Acting White House Chief of Staff Mick Mulvaney appears to have revealed the real reason for Agriculture Department Secretary Sonny Perdue’s recent ultimatum to hundreds of government economists and researchers based in Washington, D.C. to move to Kansas City or lose their jobs on Sept. 30, TPM reported on Wednesday.
The USDA, in announcing the intent to relocate last year, said the goal was to move federal workers closer to “stakeholders,” and save on employment costs and rent, “which will allow more employees to be retained in the long run.”
But at a Republican fundraiser at home in South Carolina over the weekend, Mulvaney explained the move was an example of President Donald Trump’s promise to “drain the swamp.”
Mulvaney said “it’s nearly impossible to fire a federal worker,” but Perdue’s ultimatum to workers achieved the goal in a different way.
He boasted, to applause from the supportive audience, that it was “a wonderful way to streamline government, and do what we haven’t been able to do for a long time,” according to TPM.
An inspector general’s investigation was launched in November into the legality of the relocation, and reported Monday that Perdue may have improperly circumvented Congress.
Following those findings Democratic Reps.
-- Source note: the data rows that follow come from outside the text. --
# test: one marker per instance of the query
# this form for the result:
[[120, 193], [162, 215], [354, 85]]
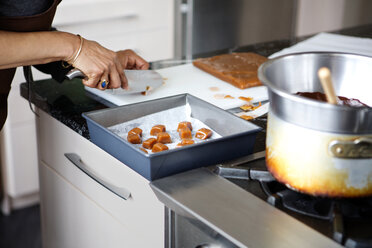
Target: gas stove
[[347, 221]]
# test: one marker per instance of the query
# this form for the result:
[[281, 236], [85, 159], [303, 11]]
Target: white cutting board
[[188, 79]]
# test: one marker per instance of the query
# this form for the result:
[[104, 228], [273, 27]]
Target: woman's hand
[[100, 64]]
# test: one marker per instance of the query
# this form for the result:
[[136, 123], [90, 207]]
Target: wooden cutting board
[[189, 79]]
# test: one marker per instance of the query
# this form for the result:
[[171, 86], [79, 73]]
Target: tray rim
[[163, 153]]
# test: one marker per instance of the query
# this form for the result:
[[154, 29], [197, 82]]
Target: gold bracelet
[[76, 55]]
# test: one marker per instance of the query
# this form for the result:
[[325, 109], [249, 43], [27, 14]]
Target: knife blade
[[138, 80]]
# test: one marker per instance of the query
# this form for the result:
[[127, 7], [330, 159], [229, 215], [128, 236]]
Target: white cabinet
[[78, 211], [145, 26], [18, 150]]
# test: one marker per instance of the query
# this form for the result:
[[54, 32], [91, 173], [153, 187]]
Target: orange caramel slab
[[238, 69]]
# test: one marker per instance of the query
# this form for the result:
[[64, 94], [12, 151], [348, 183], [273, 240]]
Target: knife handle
[[75, 73]]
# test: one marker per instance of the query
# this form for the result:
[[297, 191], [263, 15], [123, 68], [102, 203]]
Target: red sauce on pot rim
[[351, 102]]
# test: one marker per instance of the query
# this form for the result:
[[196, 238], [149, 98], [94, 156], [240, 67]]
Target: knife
[[138, 80]]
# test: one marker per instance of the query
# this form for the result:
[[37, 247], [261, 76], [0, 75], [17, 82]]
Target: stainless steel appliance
[[203, 26], [239, 204], [246, 207]]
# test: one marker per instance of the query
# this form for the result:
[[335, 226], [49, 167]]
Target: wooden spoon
[[325, 78]]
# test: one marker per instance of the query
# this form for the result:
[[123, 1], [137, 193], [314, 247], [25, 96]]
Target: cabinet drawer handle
[[76, 160]]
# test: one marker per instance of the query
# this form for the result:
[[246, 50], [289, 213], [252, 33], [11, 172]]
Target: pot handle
[[352, 149]]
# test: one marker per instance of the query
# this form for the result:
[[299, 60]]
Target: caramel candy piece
[[246, 117], [144, 150], [164, 137], [184, 124], [158, 147], [157, 129], [134, 138], [185, 133], [186, 142], [203, 133], [136, 130], [148, 144]]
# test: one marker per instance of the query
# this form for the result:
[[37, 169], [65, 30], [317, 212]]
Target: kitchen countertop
[[66, 101]]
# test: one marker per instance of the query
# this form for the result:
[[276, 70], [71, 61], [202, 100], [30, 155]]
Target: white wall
[[315, 16]]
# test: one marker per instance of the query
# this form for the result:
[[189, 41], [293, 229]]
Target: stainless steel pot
[[315, 147]]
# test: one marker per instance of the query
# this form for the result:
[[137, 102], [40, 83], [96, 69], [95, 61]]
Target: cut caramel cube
[[184, 124], [203, 133], [158, 147], [134, 138], [157, 129], [164, 137], [149, 143], [144, 150], [185, 133], [136, 130]]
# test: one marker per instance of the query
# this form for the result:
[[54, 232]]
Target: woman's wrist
[[72, 46]]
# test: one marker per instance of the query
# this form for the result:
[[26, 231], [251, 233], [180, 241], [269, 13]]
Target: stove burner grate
[[338, 212]]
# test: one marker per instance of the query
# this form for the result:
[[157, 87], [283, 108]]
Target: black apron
[[39, 22]]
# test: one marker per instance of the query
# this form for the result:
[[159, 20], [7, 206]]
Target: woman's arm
[[95, 61]]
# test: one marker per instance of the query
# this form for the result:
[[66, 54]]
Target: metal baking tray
[[237, 137]]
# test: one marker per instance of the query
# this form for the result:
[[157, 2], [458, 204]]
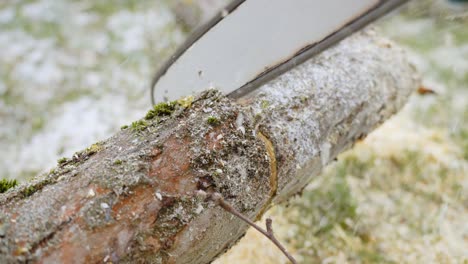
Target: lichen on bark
[[134, 198]]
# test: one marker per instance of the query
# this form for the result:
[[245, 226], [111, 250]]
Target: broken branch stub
[[132, 198]]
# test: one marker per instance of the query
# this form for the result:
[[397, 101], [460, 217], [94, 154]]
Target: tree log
[[133, 197]]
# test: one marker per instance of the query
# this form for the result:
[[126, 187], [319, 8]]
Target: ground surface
[[72, 72]]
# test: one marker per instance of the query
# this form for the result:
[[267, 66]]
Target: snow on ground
[[73, 72]]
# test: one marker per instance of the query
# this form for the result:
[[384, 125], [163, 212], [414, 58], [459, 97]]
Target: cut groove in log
[[131, 198]]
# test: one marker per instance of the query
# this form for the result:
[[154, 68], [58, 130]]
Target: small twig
[[219, 200]]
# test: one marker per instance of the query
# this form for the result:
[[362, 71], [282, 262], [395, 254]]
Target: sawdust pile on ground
[[72, 72]]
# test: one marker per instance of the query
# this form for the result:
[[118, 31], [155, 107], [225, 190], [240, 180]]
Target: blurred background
[[74, 72]]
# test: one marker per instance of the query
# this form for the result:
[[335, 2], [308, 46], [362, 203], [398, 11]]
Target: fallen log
[[134, 197]]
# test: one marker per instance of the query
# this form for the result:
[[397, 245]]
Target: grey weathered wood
[[133, 197]]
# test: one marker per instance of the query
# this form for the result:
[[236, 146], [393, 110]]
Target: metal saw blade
[[251, 42]]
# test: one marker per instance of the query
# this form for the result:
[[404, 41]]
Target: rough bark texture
[[132, 198]]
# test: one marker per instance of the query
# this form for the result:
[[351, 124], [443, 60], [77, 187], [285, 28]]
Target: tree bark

Steny Hoyer and Eleanor Holmes Norton said “The Secretary must follow the will of Congress and refrain from moving forward with the relocation until Congress approves the use of funds for those purposes as directed by the fiscal year 2018 Consolidated Appropriations Act,” The Washington Post reported.
Neither the USDA nor the White House responded to TPM’s questions about Mulvaney’s comment.